6. Bölüm-"SOĞUK TEMAS"

12.6K 594 1.3K
                                    

Selam! Nasılsınız canlarım?

Satır arası yorumlarınızı her daim merak ve heyecanla bekliyorum. İhmal etmeyin.

Keyifli okumalar dilerim...

&

6. Bölüm-"Soğuk Temas"

●●●

Yiğit~

Sigaramı dudaklarımın arasına yerleştirip yaktıktan sonra içime dolan dumanla aklıma Eylül geldi. Gözlerimi kapatarak alnımı kaşıdım. Fevzi onu konuşturamazdı biliyordum ama o konuşmadıkça sinirlerimi kontrol etmek zorlaşıyordu. Ona zarar vermek istemiyordum. Fevzi biraz başını ağrıtsa yeterdi benim için, en azından ben sakinleşene kadar.

Telefonum çaldığında sigarayı dudaklarımın arasından çekip cevapladım. "Söyle Kerem?"

"Şu kız konuştu mu?" diye sordu Kerem keyifsiz bir şekilde.

"Konuşmadı." derken Çağrı yüzünden keyfim iyice bozulmuştu.

"Ne zaman konuşacak?"

"Nereden bileyim Kerem. Alnında yazmıyor ya!"

"Çağrı sabahtan beri araya araya kafamı sikti! Git ona söyle o zaman. Tekrar aradığımda konuşmuş olsun yoksa gelir ben konuştururum, diyor."

Sinirle boynumu omzuma yatırıp alt dudağımı dişledim. "Kim kimi konuşturuyor lan? Haddini bilsin!" dedim büyük bir sabırla.

"Valla kim neyi biliyor bilmem. Çağrı beni aradığında ona ne diyeceğimi söyle."

"Çağrıyı da seni de aynı çuvalda sikerim! Kızla burada partilemiyoruz herhalde, konuşmuyor onunla uğraşıyorum."

"Neyin inadıdır bu?"

Kerem kendi kendine söylenirken telefonu kapattım. Çağrı benimle konuşmazdı, bu yüzden Kerem'i aracı yapmıştı. Kerem'le uğraşmak benim sabrımı en çok sınayan şeylerden birisiydi. Oflayarak balkon demirlerine yaslandım ve başımı arkaya yatırarak gökyüzüne baktım. Sonra yeniden sigaramdan bir nefes çektim.
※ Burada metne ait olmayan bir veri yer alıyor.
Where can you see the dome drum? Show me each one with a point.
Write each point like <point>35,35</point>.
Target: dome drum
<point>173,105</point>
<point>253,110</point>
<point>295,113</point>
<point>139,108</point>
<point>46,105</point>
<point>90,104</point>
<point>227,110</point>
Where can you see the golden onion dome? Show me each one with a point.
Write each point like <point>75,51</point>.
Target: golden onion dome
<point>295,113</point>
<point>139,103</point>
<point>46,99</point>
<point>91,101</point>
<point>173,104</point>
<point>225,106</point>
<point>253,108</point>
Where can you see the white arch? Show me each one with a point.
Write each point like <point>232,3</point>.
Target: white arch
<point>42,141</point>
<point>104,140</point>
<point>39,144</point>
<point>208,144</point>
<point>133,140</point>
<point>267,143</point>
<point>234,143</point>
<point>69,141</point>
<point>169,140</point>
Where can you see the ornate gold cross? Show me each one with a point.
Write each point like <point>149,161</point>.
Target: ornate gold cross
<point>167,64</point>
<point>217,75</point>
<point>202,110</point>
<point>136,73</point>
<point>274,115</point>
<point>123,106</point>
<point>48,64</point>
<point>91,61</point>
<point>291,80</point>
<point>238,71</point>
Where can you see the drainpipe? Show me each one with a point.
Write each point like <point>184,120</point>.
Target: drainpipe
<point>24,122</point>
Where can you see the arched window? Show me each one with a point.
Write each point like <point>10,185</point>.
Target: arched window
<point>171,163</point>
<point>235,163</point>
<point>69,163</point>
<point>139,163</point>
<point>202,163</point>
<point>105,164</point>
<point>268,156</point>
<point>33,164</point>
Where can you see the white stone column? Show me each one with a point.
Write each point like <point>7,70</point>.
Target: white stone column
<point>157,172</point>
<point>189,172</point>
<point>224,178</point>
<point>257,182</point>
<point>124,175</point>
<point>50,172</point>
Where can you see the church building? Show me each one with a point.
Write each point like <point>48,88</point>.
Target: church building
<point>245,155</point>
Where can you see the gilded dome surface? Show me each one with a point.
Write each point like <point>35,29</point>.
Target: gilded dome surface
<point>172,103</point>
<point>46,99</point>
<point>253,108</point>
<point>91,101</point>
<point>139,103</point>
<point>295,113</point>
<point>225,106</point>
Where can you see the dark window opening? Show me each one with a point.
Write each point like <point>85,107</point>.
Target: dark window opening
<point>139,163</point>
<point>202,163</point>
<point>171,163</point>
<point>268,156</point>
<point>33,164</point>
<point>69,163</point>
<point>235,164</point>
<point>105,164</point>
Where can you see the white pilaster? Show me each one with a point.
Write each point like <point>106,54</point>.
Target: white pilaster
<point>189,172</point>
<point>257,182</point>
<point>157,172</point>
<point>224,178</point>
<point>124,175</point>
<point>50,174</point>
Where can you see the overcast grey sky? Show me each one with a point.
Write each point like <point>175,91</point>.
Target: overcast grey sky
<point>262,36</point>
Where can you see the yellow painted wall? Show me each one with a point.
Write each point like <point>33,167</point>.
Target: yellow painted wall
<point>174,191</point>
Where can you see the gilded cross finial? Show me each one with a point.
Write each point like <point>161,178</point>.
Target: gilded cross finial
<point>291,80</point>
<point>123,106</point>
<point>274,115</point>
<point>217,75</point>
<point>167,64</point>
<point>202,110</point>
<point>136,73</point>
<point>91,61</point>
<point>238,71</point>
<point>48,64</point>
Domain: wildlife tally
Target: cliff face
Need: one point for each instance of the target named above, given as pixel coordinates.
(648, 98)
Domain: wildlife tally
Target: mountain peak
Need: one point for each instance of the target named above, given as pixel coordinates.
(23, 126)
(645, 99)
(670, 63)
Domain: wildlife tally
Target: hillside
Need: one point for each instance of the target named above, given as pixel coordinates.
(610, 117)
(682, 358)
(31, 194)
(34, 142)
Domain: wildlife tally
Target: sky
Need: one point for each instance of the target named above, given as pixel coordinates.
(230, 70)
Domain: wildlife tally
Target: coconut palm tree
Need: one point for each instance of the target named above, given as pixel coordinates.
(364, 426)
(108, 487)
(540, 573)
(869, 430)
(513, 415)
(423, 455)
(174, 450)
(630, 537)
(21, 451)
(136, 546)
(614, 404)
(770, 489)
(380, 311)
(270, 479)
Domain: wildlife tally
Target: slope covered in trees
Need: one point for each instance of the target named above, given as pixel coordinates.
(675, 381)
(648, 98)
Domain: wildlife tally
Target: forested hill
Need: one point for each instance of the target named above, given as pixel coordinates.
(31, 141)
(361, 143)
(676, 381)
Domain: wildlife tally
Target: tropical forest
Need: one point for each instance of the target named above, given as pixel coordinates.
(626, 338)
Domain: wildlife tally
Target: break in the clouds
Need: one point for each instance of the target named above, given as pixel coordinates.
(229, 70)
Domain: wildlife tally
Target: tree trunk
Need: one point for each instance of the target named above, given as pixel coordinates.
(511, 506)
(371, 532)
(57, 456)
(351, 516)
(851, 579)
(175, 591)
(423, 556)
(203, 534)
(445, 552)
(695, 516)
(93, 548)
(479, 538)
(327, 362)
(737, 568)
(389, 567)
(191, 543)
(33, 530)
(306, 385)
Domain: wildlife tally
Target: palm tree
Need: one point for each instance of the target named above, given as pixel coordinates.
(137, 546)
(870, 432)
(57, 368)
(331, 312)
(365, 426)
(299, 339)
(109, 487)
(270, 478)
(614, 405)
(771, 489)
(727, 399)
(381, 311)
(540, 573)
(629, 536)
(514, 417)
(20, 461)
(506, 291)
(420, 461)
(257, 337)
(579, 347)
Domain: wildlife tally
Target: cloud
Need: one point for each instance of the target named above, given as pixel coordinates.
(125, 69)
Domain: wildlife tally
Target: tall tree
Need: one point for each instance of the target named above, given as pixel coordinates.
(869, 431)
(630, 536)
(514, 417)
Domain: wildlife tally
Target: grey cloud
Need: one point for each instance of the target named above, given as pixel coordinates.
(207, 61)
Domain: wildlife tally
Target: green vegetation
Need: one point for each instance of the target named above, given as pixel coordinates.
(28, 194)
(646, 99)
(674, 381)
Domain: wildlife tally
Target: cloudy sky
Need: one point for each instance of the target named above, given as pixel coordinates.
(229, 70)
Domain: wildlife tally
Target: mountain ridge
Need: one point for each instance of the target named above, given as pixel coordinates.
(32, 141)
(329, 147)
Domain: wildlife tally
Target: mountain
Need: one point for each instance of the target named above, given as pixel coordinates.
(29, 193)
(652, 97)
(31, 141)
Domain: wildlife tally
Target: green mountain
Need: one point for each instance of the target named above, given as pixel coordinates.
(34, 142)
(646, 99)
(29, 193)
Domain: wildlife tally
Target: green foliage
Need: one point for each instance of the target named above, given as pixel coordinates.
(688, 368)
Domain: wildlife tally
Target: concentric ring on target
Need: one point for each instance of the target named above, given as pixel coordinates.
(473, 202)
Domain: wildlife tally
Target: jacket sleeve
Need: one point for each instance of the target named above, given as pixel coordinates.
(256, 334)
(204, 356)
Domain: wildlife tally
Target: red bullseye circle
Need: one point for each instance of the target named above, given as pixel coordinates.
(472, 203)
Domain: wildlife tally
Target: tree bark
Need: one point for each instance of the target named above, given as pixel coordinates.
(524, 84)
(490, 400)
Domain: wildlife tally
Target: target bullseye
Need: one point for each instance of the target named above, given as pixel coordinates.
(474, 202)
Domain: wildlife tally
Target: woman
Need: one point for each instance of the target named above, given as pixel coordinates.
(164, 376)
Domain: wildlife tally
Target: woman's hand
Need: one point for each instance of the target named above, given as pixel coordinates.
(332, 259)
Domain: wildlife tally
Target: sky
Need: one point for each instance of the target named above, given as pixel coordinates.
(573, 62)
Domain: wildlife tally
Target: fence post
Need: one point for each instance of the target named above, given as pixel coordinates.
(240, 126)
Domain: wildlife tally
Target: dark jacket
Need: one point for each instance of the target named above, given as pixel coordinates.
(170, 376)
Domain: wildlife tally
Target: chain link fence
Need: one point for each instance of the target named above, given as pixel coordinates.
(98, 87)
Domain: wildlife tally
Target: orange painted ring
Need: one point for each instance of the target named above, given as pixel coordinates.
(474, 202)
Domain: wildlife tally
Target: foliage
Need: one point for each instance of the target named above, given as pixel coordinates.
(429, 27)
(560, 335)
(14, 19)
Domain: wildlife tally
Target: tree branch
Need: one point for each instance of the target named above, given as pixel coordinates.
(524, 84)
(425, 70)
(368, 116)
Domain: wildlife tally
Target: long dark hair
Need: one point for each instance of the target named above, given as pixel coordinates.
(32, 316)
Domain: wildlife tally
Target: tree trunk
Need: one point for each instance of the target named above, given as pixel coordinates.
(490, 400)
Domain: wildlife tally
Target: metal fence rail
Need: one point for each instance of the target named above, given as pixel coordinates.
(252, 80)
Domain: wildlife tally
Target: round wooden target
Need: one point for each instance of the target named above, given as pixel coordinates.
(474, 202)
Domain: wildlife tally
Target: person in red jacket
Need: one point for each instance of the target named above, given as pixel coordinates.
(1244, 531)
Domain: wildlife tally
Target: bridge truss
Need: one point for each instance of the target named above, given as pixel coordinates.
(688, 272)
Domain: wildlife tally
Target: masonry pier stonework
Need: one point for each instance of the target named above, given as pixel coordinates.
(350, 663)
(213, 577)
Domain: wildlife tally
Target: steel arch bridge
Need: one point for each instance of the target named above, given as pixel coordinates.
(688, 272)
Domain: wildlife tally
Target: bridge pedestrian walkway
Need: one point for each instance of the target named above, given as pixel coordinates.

Eylül artık konuşmalıydı yoksa onu etkisiz hâle getirmem gerekecekti. Bana duyguları hakkında, o gece hakkında ve Emre konusunda yalan söylemişti. En azından bir ihtimaldi ve ben bu ihtimale inanmak istemiyordum. Dün Çağrı'nın Kerem'e gönderdiği fotoğrafı görmüştüm. Eylül ve Erdem aynı karedeydi. Bir baba kız gibi... Onu bize Erdem'in göndermediğinden emin olmalıydım ama inat etmişti keçi! Bu inadı beni bir tek düşünceye itiyordu: Eylül bizim düşmanımız. Ya bana Erdem'le olayını açık seçil anlatacaktı ya da ortaklık teklifimi kabul edip gözümün önünde olacaktı ki onun varlığı bize sorun oluşturmasın.

Çağrı'ya kalsa döve döve konuşturulmalı, konuşmuyorsa öldürülmeliydi ama... İstemiyordum. Böyle olsun istemiyordum.

Eyüp yanıma geldiğinde sigaramı söndürdüm. Bana ufak bir baş hareketiyle selam vererek hızlıca lafa girdi.

"Abi sen, 'Adamları incele, şüphe uyandıran birisi var mı bak.' dedin ya, ben iki gündür kimseden şüphelenmedim. Böyle olmayacak."

O adam ya bulunacak ya da bulunacaktı. Ve benim bu sefer acelem vardı. "Eyüp," dedim sertçe. "Bekle, ben sana yapman gerekeni söyleyeceğim."

Benim sözlerime bir karşılık vermeden başını salladığında içeriye ilerledim ve Eylül'ün olduğu odaya yöneldim. Şimdiye kadar evi başımıza yıkması gerekiyordu. Belkide sessizliği silah olarak kullanmayı seçmişti. Zaten tanıdığım kadarıyla da öyle her şeyden korkacak bir kadın değildi.